Dialog bergulir semakin menarik dengan para mahasiswa lain ikut berbagi analisis. Ada yang menyinggung tentang kecanggihan teknologi, figur-figur top management kedua platform, dan juga kasus keamanan data pengguna MySpace yang sempat menimbulkan kepanikan para pengguna. Hingga pada suatu jeda, Pak Dosen berkata, “Ada lagi yang mau berkomentar?”

Suasana kelas tenang. Sudah banyak mahasiswa yang menyampaikan pandangan.

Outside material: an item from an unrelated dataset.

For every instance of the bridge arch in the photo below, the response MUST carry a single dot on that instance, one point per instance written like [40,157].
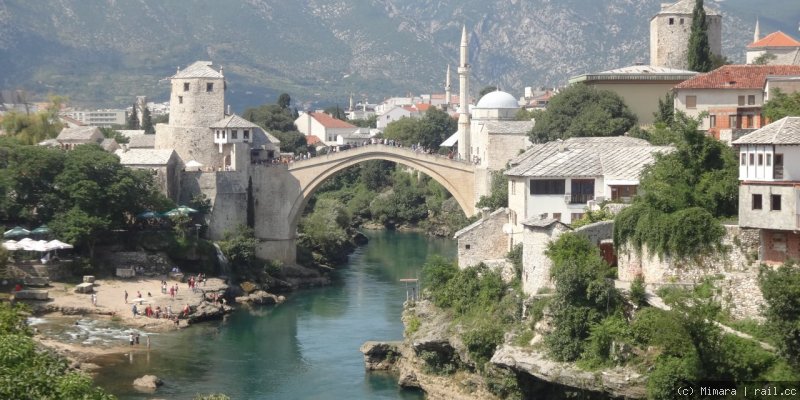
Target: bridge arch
[458,178]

Sementara aku masih mempraktekkan ilmu batu, diam dan bisu. Otakku sedari tadi telah memaksa mengangkat tangan, tapi rasa percaya diri menahanku kuat-kuat. Apa yang kualami ini memompa jantungku berdebar lebih kencang sekaligus merangsang keringat dingin untuk keluar semakin deras. 

“Tidak ada?” Pak Dosen kembali memberi penawaran.

Aku menoleh ke arah Wika, ia mengucapkan sesuatu tanpa suara, namun dapat kubaca gerak bibirnya. “Ayo. Ayo, Damar.”

Ucapan itu melecut semangatku. Otakku kembali berbisik, Ayo cepat angkat tanganmu Damar. Namun di sisi lain, rasa percaya diriku bergeming. Tidak perlu Damar, kamu belum mampu untuk itu. Jangan-jangan nanti kamu malah mengutarakan sesuatu yang konyol. Tetap diam saja kamu.

Keberanianku timbul tenggelam.

Mendapati kelas masih hening, Pak Dosen kembali berujar, “Kalau sudah tidak ada, kita lanjut ke––­­­­­­­­­­­­­­­­­­­­­­­­­­­­­”

“Maaf sebentar, Pak. Itu saudara Damar sepertinya ada yang mau disampaikan.” Dino memotong pembicaraan Pak Dosen.

“Oh iya, silakan.” Pak Dosen mengizinkan.